First of all, you are using GROUP BY without actually selecting any aggregates. You might as well just do SELECT DISTINCT in your query. This aside, here is the B tree index which you probably should be using:

CREATE INDEX idx ON adsets (account_id, date, platform, publisher_platform,
    adset_id);

The problem with your current index is that, while it does cover the columns you are selecting, it does not involve the columns which appear in the WHERE clause. This means that Postgres might choose to not even use the index, and rather just scan the entire table.

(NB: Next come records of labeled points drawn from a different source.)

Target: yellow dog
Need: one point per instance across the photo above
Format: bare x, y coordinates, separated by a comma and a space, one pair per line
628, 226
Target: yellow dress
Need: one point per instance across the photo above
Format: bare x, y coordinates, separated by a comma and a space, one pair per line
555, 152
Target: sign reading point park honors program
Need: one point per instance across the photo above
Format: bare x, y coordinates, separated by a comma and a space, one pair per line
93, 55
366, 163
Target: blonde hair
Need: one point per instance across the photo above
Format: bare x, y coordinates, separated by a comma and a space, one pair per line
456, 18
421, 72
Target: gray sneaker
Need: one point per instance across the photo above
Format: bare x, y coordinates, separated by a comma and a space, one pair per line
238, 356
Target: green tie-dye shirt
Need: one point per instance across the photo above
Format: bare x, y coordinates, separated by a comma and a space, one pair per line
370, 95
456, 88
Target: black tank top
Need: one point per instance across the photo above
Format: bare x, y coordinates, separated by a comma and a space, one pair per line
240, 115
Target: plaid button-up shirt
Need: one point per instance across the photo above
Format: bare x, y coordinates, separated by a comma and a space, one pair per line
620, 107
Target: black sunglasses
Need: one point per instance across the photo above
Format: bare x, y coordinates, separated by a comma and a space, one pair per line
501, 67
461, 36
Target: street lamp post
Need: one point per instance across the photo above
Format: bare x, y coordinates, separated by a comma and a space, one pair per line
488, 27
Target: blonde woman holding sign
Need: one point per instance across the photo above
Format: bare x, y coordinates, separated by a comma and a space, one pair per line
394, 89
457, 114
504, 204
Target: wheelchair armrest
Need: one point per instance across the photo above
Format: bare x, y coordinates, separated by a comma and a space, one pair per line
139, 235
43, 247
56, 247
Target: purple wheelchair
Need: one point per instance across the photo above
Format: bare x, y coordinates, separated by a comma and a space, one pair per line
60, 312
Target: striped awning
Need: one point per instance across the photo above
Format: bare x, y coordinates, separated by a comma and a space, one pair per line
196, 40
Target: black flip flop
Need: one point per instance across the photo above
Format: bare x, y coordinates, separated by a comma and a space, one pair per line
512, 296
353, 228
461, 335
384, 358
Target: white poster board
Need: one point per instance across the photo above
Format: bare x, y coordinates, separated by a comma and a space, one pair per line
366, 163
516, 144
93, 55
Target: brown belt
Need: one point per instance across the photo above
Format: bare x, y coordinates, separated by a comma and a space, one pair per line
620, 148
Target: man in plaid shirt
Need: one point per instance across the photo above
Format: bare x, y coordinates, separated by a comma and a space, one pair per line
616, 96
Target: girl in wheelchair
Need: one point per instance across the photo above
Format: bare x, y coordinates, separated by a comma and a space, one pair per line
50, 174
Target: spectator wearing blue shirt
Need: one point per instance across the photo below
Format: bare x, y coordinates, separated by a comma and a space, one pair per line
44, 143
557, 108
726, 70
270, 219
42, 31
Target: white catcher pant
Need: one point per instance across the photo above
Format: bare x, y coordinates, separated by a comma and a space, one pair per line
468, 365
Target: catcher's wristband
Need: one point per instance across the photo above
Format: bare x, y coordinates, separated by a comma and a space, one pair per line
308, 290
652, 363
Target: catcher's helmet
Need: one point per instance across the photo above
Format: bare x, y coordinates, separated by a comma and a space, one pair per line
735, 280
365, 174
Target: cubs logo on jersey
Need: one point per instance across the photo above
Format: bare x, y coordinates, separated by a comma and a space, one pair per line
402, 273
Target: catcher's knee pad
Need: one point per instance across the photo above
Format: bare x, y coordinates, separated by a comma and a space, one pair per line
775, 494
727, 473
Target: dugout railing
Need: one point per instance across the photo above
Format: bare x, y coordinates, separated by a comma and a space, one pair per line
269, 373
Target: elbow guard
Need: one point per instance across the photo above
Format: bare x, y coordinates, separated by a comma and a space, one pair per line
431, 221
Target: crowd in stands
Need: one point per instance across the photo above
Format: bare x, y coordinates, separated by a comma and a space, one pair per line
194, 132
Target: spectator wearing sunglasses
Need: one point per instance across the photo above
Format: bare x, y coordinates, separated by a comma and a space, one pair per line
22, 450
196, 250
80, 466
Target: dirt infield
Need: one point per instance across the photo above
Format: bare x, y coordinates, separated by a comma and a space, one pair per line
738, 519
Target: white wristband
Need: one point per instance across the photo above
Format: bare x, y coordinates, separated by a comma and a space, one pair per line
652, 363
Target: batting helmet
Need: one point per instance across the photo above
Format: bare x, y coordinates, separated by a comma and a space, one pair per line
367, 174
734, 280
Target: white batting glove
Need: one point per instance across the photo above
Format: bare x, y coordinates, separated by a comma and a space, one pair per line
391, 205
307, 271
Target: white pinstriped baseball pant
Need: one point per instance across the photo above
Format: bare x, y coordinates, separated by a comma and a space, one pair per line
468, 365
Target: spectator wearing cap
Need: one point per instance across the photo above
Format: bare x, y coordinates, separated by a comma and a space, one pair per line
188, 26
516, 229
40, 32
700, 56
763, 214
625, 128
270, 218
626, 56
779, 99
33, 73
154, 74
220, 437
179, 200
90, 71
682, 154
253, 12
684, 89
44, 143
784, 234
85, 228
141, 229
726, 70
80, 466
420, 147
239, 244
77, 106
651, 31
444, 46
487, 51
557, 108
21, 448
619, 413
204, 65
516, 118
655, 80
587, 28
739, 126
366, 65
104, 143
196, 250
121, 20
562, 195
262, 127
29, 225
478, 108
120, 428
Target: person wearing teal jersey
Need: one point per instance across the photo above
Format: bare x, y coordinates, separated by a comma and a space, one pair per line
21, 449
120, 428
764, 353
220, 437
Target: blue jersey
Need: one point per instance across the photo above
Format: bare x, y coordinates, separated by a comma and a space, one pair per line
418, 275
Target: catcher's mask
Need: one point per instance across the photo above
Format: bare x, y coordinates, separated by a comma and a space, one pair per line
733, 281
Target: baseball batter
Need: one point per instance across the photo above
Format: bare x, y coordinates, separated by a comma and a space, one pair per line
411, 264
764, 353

Note that my suggestion still does nothing to deal with the select distinct portion of the query, but at least it might speed up everything which comes before that part of the query.

Here is your updated query:

SELECT DISTINCT
    platform,
    publisher_platform,
    adset_id
FROM adsets
WHERE
    account_id IN ('1595321963838425', '1320001405',
                   'urn:li:sponsoredAccount:507697540') AND
    date >= '2019-05-06' AND date < '2019-05-14';
0
votes

Your problem are the many “false positives” that are found during the bitmap index scan phase and removed during the heap scan phase. Since there is no additional filter, I guess that the extra rows must be removed because they are not visible.

See if a VACUUM adsets will improve the query performance.